Final Poster

Analyzing Sentiment in IMDB Movie Reviews

Disclaimer

You must install pandas, nltk, and beautifulsoup (pip3 install pandas, pip3 install nltk, and pip3 install bs4) in order to run our project.

Introduction

Sentiment analysis applies natural language processing (NLP) to determine the affect of text documents. It is particularly useful for determining how well emotion is conveyed via text, which is applicable for authors who want readers to empathize with their experiences (eg. reviewers). Because our group is interested in NLP and enjoys watching films, we decided to base our final project on a paper that studies sentiment analysis of movie reviews. We are also interested in the way that films of similar genre are analyzed, and if there is a pattern there. For our final project, we use binary classification to map movie reviews to a positive or negative sentiment, using a dataset of 50,000 IMDB movie reviews for training and testing. It is possible to use two methods -- bag of words and word2vec -- to clean up and convert the movie reviews into vectors. We compare these models (bag of words and word2vec) – using different classifiers (random forest vs SVM) and feature mappings (averaging vs clustering) to compare their accuracies on the same dataset.

Related Work

Our project was based on this Stanford paper. The study compares different NLP models with various classifiers to examine the accuracy of sentiment analysis on movie reviews. Results showed that the word2vec model with averaging feature mapping and a logistic regression classifier was the most accurate (86.6%), although most models hovered at around 84-85% accuracy. Although sentiment analysis in any context poses an interesting problem, we decided to choose this paper because it is particularly interesting in the context of movie reviews, since horror/rom-com movies are usually described using inherently positive/negative words (eg. "scary," "gory," "love," "happy").

One related paper is this article on sentiment analysis of tweets. It presents an interesting issue because tweets are limited to 140 characters, which may result in different results from sentiment analysis of regular text. Additionally, tweets have different sentence structures from academic texts and websites because of commonly-used slang and acronyms, which means training datasets must also include slang and acronyms.
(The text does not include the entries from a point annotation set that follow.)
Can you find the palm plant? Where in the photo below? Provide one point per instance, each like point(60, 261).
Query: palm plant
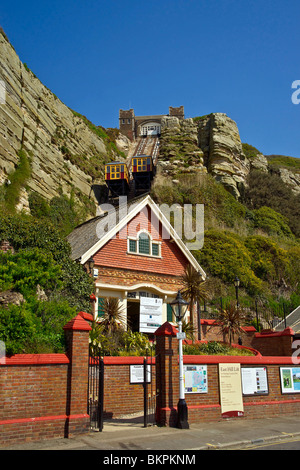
point(231, 319)
point(113, 315)
point(195, 289)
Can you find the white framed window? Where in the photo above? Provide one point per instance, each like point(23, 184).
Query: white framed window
point(144, 245)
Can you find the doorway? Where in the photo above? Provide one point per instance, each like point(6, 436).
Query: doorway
point(133, 315)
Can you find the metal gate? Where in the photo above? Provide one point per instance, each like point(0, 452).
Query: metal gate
point(151, 392)
point(95, 392)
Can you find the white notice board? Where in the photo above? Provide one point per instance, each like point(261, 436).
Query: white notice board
point(150, 314)
point(137, 374)
point(254, 381)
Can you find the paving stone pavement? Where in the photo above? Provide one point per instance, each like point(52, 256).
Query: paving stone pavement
point(129, 434)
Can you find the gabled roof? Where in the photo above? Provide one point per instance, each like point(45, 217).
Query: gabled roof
point(91, 236)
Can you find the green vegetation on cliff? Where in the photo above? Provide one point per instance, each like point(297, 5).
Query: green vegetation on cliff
point(256, 240)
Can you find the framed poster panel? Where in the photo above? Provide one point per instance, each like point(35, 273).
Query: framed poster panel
point(150, 314)
point(255, 381)
point(195, 378)
point(290, 379)
point(137, 373)
point(230, 383)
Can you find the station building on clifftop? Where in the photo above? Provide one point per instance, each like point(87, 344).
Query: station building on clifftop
point(137, 126)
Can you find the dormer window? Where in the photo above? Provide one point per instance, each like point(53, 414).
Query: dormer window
point(144, 245)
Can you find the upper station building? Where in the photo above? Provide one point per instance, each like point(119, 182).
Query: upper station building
point(136, 126)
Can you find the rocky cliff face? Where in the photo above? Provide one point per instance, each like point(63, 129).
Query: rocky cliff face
point(60, 143)
point(212, 144)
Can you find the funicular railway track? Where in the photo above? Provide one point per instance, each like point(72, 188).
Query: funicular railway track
point(135, 176)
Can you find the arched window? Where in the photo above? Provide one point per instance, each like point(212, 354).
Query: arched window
point(144, 244)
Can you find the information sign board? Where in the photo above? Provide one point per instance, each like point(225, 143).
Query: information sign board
point(290, 379)
point(195, 378)
point(254, 381)
point(150, 314)
point(137, 373)
point(231, 390)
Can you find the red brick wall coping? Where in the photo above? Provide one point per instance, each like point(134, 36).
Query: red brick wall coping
point(271, 334)
point(78, 323)
point(264, 360)
point(43, 418)
point(35, 359)
point(125, 360)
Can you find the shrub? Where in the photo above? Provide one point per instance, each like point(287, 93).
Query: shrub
point(16, 327)
point(271, 222)
point(225, 256)
point(265, 189)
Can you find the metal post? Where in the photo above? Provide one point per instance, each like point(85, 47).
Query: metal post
point(199, 320)
point(100, 394)
point(182, 406)
point(256, 311)
point(145, 393)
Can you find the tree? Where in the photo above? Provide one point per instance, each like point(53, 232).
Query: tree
point(231, 319)
point(194, 290)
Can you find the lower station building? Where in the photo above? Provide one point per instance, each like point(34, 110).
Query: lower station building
point(138, 258)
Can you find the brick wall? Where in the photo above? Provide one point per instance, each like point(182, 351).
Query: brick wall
point(45, 395)
point(206, 406)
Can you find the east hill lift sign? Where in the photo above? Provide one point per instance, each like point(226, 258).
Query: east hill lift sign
point(150, 314)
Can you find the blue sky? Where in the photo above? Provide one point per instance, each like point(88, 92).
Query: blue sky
point(238, 57)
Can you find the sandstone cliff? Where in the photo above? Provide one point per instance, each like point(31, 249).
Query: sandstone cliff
point(212, 144)
point(65, 151)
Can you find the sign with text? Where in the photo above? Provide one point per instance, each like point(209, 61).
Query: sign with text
point(195, 378)
point(231, 390)
point(137, 374)
point(150, 314)
point(290, 379)
point(254, 381)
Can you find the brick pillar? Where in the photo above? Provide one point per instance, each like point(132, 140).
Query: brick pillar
point(167, 375)
point(77, 338)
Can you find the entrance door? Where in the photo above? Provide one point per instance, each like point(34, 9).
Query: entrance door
point(133, 315)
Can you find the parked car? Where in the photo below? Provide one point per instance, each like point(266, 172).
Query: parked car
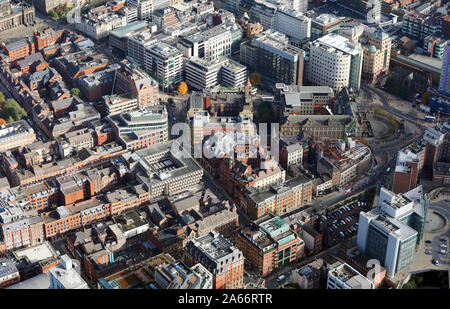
point(281, 278)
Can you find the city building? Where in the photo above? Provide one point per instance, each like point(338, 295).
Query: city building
point(118, 38)
point(343, 160)
point(269, 244)
point(277, 199)
point(208, 44)
point(434, 46)
point(391, 231)
point(44, 6)
point(410, 162)
point(140, 128)
point(9, 274)
point(270, 54)
point(444, 83)
point(178, 275)
point(13, 16)
point(117, 104)
point(336, 62)
point(132, 80)
point(343, 276)
point(376, 54)
point(145, 8)
point(64, 276)
point(220, 257)
point(305, 100)
point(294, 24)
point(163, 169)
point(165, 64)
point(318, 126)
point(165, 18)
point(201, 74)
point(370, 10)
point(324, 24)
point(19, 49)
point(99, 22)
point(16, 134)
point(95, 85)
point(136, 45)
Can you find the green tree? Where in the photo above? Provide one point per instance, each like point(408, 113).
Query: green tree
point(43, 93)
point(12, 109)
point(410, 285)
point(53, 14)
point(75, 92)
point(390, 84)
point(265, 113)
point(255, 78)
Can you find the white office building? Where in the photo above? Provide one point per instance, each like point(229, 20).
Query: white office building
point(336, 62)
point(209, 44)
point(202, 74)
point(342, 276)
point(136, 45)
point(294, 24)
point(64, 276)
point(144, 8)
point(390, 232)
point(164, 63)
point(98, 27)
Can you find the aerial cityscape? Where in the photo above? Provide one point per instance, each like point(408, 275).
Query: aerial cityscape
point(224, 144)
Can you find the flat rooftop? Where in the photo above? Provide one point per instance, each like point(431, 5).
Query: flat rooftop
point(37, 253)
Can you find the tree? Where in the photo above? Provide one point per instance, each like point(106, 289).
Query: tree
point(390, 83)
point(75, 92)
point(410, 285)
point(425, 98)
point(182, 88)
point(43, 93)
point(53, 14)
point(255, 78)
point(12, 109)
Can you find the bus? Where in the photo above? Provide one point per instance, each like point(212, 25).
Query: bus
point(267, 99)
point(430, 119)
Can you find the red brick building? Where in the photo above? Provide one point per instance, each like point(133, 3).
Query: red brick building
point(220, 257)
point(19, 49)
point(269, 244)
point(46, 37)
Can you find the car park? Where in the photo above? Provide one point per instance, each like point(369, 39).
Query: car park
point(281, 278)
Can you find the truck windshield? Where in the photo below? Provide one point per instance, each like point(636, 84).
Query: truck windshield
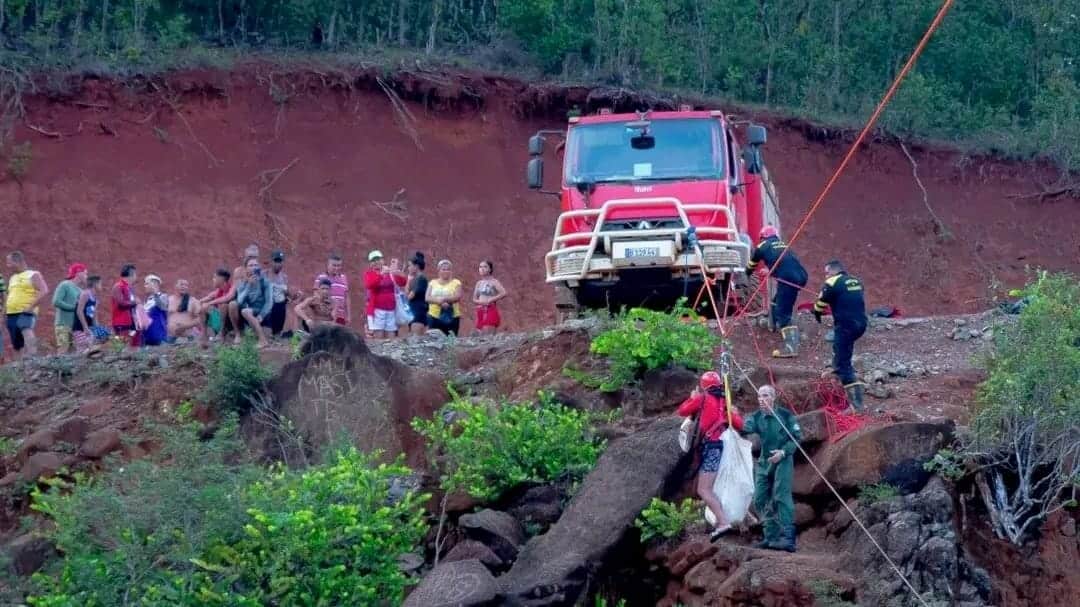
point(685, 149)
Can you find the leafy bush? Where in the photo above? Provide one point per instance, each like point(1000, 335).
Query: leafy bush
point(485, 448)
point(643, 340)
point(237, 375)
point(203, 533)
point(139, 526)
point(667, 520)
point(1024, 439)
point(878, 491)
point(325, 537)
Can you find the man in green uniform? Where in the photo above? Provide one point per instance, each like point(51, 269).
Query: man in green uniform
point(772, 472)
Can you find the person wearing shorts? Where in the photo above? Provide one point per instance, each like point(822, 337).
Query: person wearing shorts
point(709, 402)
point(417, 291)
point(486, 295)
point(381, 283)
point(123, 306)
point(25, 292)
point(65, 300)
point(279, 283)
point(444, 297)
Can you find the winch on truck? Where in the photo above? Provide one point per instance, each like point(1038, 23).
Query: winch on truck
point(651, 204)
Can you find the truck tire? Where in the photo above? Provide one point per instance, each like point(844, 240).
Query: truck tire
point(566, 304)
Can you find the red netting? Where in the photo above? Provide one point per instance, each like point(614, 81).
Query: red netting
point(835, 402)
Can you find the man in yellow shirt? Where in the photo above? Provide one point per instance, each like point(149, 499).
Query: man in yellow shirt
point(26, 288)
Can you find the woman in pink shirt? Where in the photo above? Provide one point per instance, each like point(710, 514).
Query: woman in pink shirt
point(381, 282)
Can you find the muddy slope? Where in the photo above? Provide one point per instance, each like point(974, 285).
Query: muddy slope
point(179, 173)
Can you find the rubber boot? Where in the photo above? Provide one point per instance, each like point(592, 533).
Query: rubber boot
point(854, 391)
point(787, 542)
point(791, 348)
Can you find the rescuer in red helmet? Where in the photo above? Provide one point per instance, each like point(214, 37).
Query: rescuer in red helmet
point(791, 275)
point(707, 400)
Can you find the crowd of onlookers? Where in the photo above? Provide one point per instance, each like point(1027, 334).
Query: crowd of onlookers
point(400, 300)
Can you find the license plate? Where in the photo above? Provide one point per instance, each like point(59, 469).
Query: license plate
point(643, 252)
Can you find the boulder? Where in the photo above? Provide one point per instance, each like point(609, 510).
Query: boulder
point(72, 430)
point(538, 506)
point(100, 443)
point(892, 454)
point(460, 583)
point(40, 441)
point(737, 575)
point(553, 568)
point(28, 553)
point(473, 550)
point(662, 391)
point(339, 387)
point(498, 530)
point(814, 426)
point(44, 463)
point(918, 534)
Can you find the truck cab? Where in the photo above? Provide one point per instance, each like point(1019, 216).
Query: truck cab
point(651, 205)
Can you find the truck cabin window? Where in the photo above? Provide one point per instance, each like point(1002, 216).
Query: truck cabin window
point(685, 149)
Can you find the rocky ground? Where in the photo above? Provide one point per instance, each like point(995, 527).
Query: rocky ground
point(540, 547)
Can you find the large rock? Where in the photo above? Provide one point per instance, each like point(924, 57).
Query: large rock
point(736, 575)
point(461, 583)
point(472, 549)
point(662, 391)
point(918, 534)
point(100, 443)
point(40, 441)
point(498, 530)
point(553, 568)
point(340, 388)
point(813, 427)
point(28, 553)
point(44, 463)
point(892, 454)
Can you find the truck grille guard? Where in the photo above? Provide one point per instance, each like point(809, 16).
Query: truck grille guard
point(723, 250)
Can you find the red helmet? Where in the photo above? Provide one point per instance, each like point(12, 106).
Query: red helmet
point(710, 379)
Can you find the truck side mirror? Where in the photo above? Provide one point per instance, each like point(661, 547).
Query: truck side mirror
point(755, 135)
point(534, 172)
point(752, 157)
point(536, 145)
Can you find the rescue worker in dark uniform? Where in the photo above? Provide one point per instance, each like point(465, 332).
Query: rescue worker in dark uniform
point(791, 277)
point(844, 295)
point(773, 469)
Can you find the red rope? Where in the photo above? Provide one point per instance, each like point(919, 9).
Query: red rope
point(859, 140)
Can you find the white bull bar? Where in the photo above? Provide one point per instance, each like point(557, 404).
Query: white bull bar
point(723, 250)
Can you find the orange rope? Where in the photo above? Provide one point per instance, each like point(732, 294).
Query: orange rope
point(854, 147)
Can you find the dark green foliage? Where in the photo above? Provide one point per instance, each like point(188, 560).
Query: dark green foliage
point(485, 448)
point(237, 375)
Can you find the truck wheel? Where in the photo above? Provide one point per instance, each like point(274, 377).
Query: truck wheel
point(566, 304)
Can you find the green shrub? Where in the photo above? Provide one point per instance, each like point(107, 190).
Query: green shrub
point(237, 375)
point(1025, 432)
point(667, 520)
point(485, 448)
point(328, 536)
point(201, 531)
point(138, 526)
point(878, 491)
point(643, 340)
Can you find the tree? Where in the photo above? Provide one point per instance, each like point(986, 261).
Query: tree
point(1025, 436)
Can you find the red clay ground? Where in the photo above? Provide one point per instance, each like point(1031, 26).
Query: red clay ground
point(123, 177)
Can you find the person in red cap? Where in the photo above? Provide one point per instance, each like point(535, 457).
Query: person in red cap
point(66, 301)
point(707, 400)
point(791, 277)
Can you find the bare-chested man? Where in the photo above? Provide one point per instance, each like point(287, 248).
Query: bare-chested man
point(185, 312)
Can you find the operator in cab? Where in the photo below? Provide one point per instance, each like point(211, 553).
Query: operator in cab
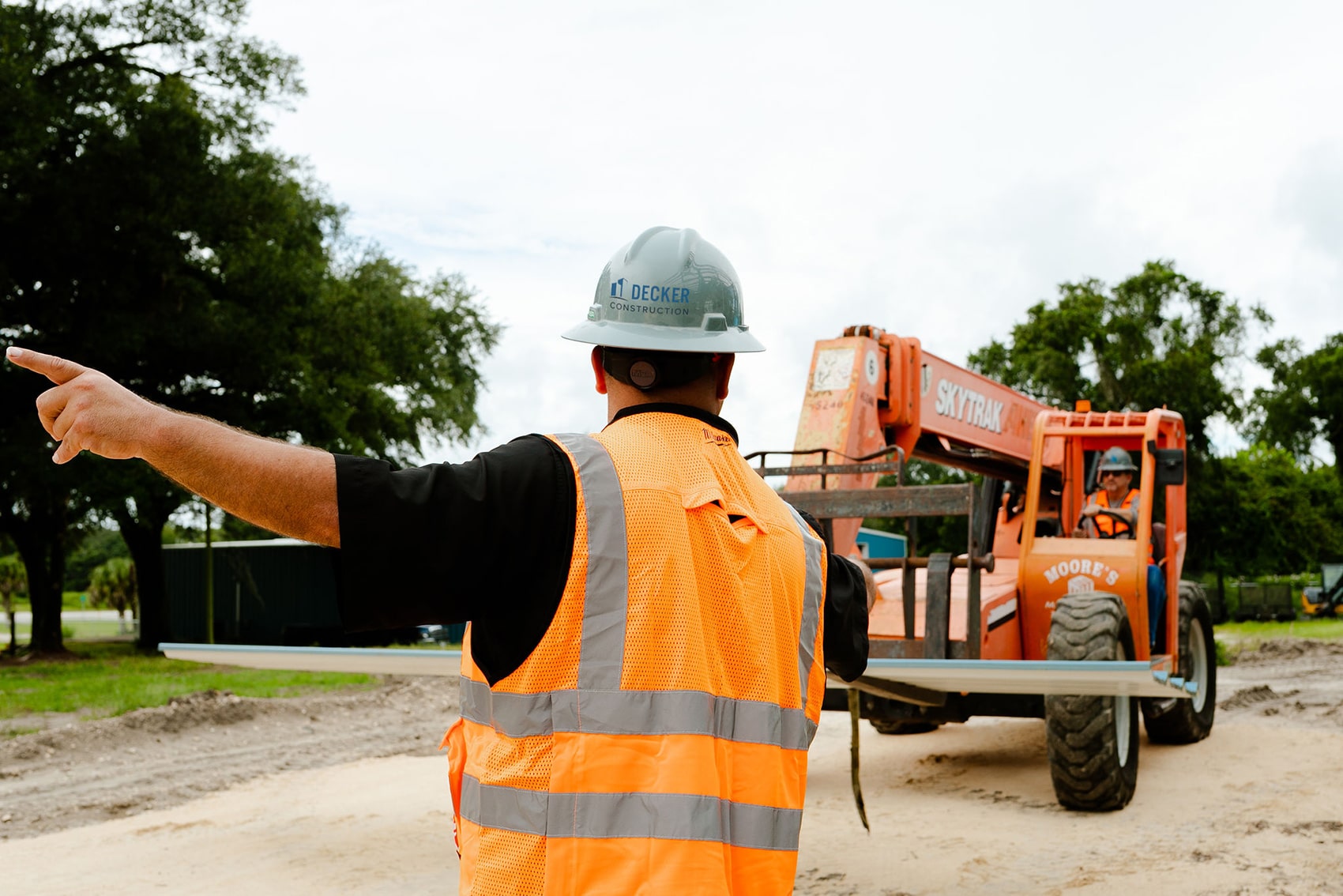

Here is a running list of publicly available implementations: Sentiment Analysis of Movie Reviews Movie Review Sentiment Analysis EDA and Models

Data

We will be using the IMDB Dataset of 50K Movie Reviews to train our binary classification model, which labels reviews as either a positive or negative sentiment. As described in the paper, we will clean up the data during preprocessing to remove stop words, tags, irrelevant punctuation, and convert words to lowercase as needed.

Methodology

Model

Because we are implementing binary classification, we will implement two different models with two different feature vector mappings to compare the models’ accuracies on the same IMDB dataset. First, we will use the preprocessed data to generate feature vectors using both bag of words and word2vec. Then, for word2vec, we will map the feature vectors to movie reviews by either (1) averaging the word vectors of all words in a review, or (2) clustering similar words together to find the differences between clusters. Once we’ve generated all feature vectors and mapped them to movie reviews, we will implement different classifiers – namely random forest and SVM – to compare different combinations of models, mappings, and classifiers.

Training/Testing

The model will be trained on the IMDB Dataset with 25,000 training data points, and we will test the model on the IMDB Dataset with 25,000 test data points. We plan to test the following four model-classification combinations: Bag of words + random forest Bag of words + SVM Word2vec + averaging + random forest Word2vec + clustering + random forest After training and testing the four combinations, we will compute the accuracy of each test set and compare the accuracies across models.

Metrics

We plan to separate out the dataset that we found into two sections: one for training and one for testing. The dataset comes with reviews categorized into one of two sentiments; positive or negative. We will begin by training our model on half of the data and then seeing how the sentiment matches up. Because we are solving a problem of binary classification, our accuracy measure will be fairly simple. We can simply look at the percentage of examples in our training data that are matched to the correct label. The authors of the paper also used this accuracy measure when computing the accuracy of their model.

As we expand our project into our reach goal (predicting the number of stars that a review received), the accuracy measure will get a bit more complicated. We will take a measure of how close the rating is (exactly the correct number of stars, one star off, two stars off, etc) and will use that to compute how accurate our model is.

Goals

Base: We would like to create a bag of words model that can successfully analyze the sentiment in movie reviews on IMDB.

Target: We hope to expand to a bag of words and word-2-vec model that is able to analyze the sentiment of movie reviews from IMDB with at least 75% accuracy.